As they trooped in single file, the men rubbed their hands in anticipation. “Here we are, my darlings!” sang out the first violinist, as he had every lunchtime for fifteen years. But silence greeted them. The kitchen was tidy and cold. No pots bubbling merrily on the stove. And the enamel kitchen table was unadorned. No tablecloth, no deep white bowls awaiting soup and gratitude. Nothing. The kitchen stood bare and clean and cheerless. Bewildered, the four men looked at one another. What was this? What was this terrible void?

“Where are you, my little dumplings?” the men sang out, as if playing a little game of hide-and-seek. They tiptoed around the room, into the pantry. “Where are you, our little mice? Our dearest ones? Our little strudels? Our sweet little legs of lamb?”

But there was no answer. Clasping their hands in front of them, the men coaxed. “Come out, come out, little darlings. Are you hiding from us, silly ones? Oh, come here our succulent pork chops, our sugar buns.”

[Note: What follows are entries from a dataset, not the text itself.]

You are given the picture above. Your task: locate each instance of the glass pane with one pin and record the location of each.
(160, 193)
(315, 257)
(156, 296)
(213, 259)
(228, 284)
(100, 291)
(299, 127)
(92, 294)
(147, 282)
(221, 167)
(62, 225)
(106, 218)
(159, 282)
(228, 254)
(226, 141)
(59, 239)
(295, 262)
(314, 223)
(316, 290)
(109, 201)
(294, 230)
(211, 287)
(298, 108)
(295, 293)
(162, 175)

Again, nothing but cold silence greeted them. “Now, my dearest ones, be reasonable,” said the first violinist, trying a sterner note. “You know it is lunchtime. And we must eat. This is enough of joking.” Still no answer. The men looked at one another. Their eyes widened and they began to feel frightened. “Come now, our Lebkuchen, this has gone on long enough.” The cold kitchen gave no answer, and the instruments, waiting in the parlor, were silent also. A vacancy filled the house.

Chapter 11 WHAT IS MISSING?

Soon all of Vienna knew the wives had gone. But where? That was a mystery. The men continued to practice as before, to give their concerts, and to travel together, sharing rooms. They could be seen walking together as a single body, each carrying an instrument, as if nothing had happened. Only — at night — some joy had gone from their sleeping. Although they lay freely now with their instruments, although beautiful music resounded at full voice from the bedrooms, there was something missing. It did not have the same sweetness, perhaps, as the piano sobs in the muffled nights attended by their wives.

And yet they would have said, if asked, that they were now happy. They could play music freely; they could rehearse until the small hours of the night — no one to complain or shout “I hate music!” at embarrassing intervals.

Only, there was the problem of food. Musicians, like everyone else, must eat. Or maybe they must eat even more. “For after all,” as the violist used to remind his wife at mealtimes, “I must eat for two.” Although some of the good women of Vienna, the same women who swooned over the men and their music in the grand concert hall, left casseroles at the violinist’s door, and although sometimes there would be found a large tureen of good chicken soup, there were many times when the men were obliged to live only on Sacher-Torte and Apfelstrudel purchased from the Café Mozart or the Hotel Sacher or one of the establishments that produced good strong coffee and cake. “Man does not live by cake alone,” reminded the cellist jokingly. The men grew nervous and thin.

“Gentlemen, something is missing,” the cellist announced gravely as, after a nearly spirited rendition of the third movement of a Brahms quartet during rehearsal, the men sat back for a moment and returned their instruments to their cases. Without music, the apartment was suspiciously quiet, and each man sighed, remembering the good meals that had awaited them so often at moments like this in the past. “Ach, how I miss Gudrun,” said the second violinist. “And Inge,” said the first violinist. “And I, too, my sweet little Ludi,” added the violist. “And Olga,” the cellist said. The men sighed, and their instruments shifted restlessly, twanging a bit awkwardly as they did so.

“Yes.” The violist sighed. “We must face this. Gentlemen”—he leaned forward portentously—“we are getting stale.”

“We are getting old,” whispered the second violinist. “Old!” Could it be true? Startled, the four men looked at one another in wonder. Yes, these dear faces were now lined. They all wore spectacles now to read the music. Hair, formerly tumultuous and passionate, was now almost white, thinning, and in the case of the cellist, it had gone completely. Their kindly faces were wrinkled, especially at the smile lines. How had this happened? Four ardent young men had, in the course of years, grown old.